Extraordinary settings sometimes require extraordinary restraint. Case in point: A contemporary home sited in the abundant natural beauty and sweeping views of Breckenridge, Colorado. This dwelling lives up to the landscape not with extravagance, but with streamlined simplicity.
Its occupants, a family drawn to the area by their love of nature and passion for outdoor activities, craved not just a vacation home for themselves, but a generous, open plan retreat that feels equally welcoming for close friends and extended family. And, although they wanted something appropriate to the location, they imagined a house that was slightly unexpected.
After settling on a lakeside setting, the family reached out to designers Rachel Hoback and Michaela Rodgers and architect Tim Hagman. Their design directive: Create a mountain getaway challenging the traditional aesthetic of a lake house, while remaining respectful to the site studded with towering pines. “We wanted to ensure that the house had a connection to its environment,” says Hagman. “This isn’t just a contemporary white box. It feels at home here.”

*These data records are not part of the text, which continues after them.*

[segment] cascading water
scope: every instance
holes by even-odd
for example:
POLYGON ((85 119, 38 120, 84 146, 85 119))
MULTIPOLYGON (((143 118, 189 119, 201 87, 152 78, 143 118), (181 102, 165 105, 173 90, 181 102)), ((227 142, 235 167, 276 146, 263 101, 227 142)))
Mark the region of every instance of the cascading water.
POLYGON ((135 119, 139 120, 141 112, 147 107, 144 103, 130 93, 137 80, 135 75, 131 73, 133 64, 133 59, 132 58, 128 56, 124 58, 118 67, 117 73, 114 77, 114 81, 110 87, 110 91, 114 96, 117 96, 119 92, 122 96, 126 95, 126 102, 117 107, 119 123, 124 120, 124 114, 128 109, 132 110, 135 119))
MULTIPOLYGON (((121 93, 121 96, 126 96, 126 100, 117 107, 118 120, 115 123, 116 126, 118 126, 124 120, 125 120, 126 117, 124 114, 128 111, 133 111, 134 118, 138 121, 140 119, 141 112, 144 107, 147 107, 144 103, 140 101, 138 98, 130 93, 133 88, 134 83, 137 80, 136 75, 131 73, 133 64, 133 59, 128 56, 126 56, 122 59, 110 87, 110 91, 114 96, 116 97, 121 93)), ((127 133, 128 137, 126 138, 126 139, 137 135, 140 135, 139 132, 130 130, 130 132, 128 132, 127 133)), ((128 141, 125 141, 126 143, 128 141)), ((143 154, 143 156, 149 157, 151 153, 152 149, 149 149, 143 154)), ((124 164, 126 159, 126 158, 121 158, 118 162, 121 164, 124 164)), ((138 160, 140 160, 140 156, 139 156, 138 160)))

Materials like rough-hewn timber, logs and stones were jettisoned in favor of concrete, smooth walnut wood and industrial steel beams, yet the team always deferred to what drew the family here to begin with–the allure of the raw terrain. Balancing the powerful framework, the home eschews extraneous details and color, opting instead for hushed palettes and simple silhouettes that minimize distractions from the high-impact surroundings. “This house is right on a lake and has amazing views of the mountains,” Rodgers says. “It was specifically designed around that scenery. We incorporated straightforward natural materials inside. Nothing too flashy or colorful was used.”
In fact, it was discouraged. To put guests at ease, furnishings and fabrics are informal and inviting and are almost demure in nature. Graciously scaled sectionals upholstered in earthy, heavy-weave fabrics are quietly luxurious. Subtle accents of color–teal blues, reds and oranges–mirror the deepest hues of the nearby lake and the sunsets reflected on its still surface.

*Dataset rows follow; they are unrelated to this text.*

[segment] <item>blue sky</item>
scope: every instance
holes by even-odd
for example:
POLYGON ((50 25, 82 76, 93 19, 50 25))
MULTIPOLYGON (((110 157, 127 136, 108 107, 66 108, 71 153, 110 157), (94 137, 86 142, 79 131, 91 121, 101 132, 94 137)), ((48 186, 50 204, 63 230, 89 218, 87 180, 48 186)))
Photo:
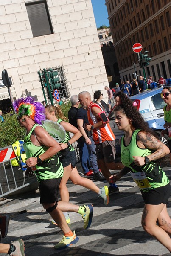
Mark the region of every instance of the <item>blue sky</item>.
POLYGON ((109 26, 108 15, 105 6, 105 0, 91 0, 97 28, 102 25, 109 26))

However, eschewing any hint of flamboyance is not to say that the opportunity for the occasional visual punch was ignored. Bold elements serve as design exclamation points throughout the house, such as the large-scale, concrete-clad fireplace surrounds in the living room and downstairs family room that are bookended by walnut shelves, with the warm tones of the wood softening the concrete’s hard edges.
It’s just one of the areas where opposites are used to heighten the design. “Contrast was very important here,” Hoback notes. “We incorporated a mix of materials–some warm, some cold, some heavy, some light. Contrast not only provides balance, but it creates focal points–and the mix of materials feels very natural here.”

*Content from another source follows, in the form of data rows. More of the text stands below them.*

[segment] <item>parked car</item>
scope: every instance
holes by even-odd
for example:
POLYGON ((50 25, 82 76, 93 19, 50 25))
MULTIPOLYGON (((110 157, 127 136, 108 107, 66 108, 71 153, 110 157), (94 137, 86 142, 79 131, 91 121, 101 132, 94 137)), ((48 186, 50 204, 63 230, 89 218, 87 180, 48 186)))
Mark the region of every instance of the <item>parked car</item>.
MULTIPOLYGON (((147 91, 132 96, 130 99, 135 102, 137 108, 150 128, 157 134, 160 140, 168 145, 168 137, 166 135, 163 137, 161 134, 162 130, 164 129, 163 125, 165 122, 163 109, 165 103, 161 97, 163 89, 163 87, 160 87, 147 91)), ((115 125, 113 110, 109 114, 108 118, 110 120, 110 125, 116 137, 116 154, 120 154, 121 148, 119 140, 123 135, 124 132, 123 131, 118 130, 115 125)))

In the kitchen, the juxtaposition of materials continues, with the local, natural beauty front and center in the form of warm woods and white-painted cabinets; concrete floors and Basaltina countertops. An undulating vein cut in the tile backsplash provides a hint of polished pattern. And, of course, an overscale island means both meal prep and meals become a family affair.
Formal and informal also find equilibrium here. Just off the kitchen, a cozy family room provides a casual counterpoint to the living room’s more sedate lines. Streamlined silhouettes in the form of a well-used window seat and low-slung table and club chairs create a zone built to encourage game nights and storytelling. The view–possibly the best in the house–finds no distractions but is, instead, embraced by the autumnal palette and wealth of glowing wood that seems to almost to be lit from within. “The driving force behind the design was really this family’s desire for comfortable spaces that still feel current,” Hoback says. “It’s welcoming and family friendly and is built to bring people together.”
Private spaces, including two master suites, four bedrooms and a bunk room that sleeps 10, reinforce the inviting nature that sets the tone throughout the house. Design details–wood-panel walls, leather benches and cantilevered bedside tables–provide an uncluttered sophistication personalized with touches alluding to the gracious family that spends time here. Colorful blankets from their home in Mexico’s Oaxaca region inspire earthy palettes. Vintage skis, skates, snowshoes and ski maps reference a passion for this place and the outdoor activities that drew this family here in the first place. All signal a love affair with Colorado and a desire to share the traditions that make this a true home away from home. “The lifestyle in the mountains is relaxed and informal–never flashy,” Hagman says. “This house embraces that; it encourages downtime simply spent with family.”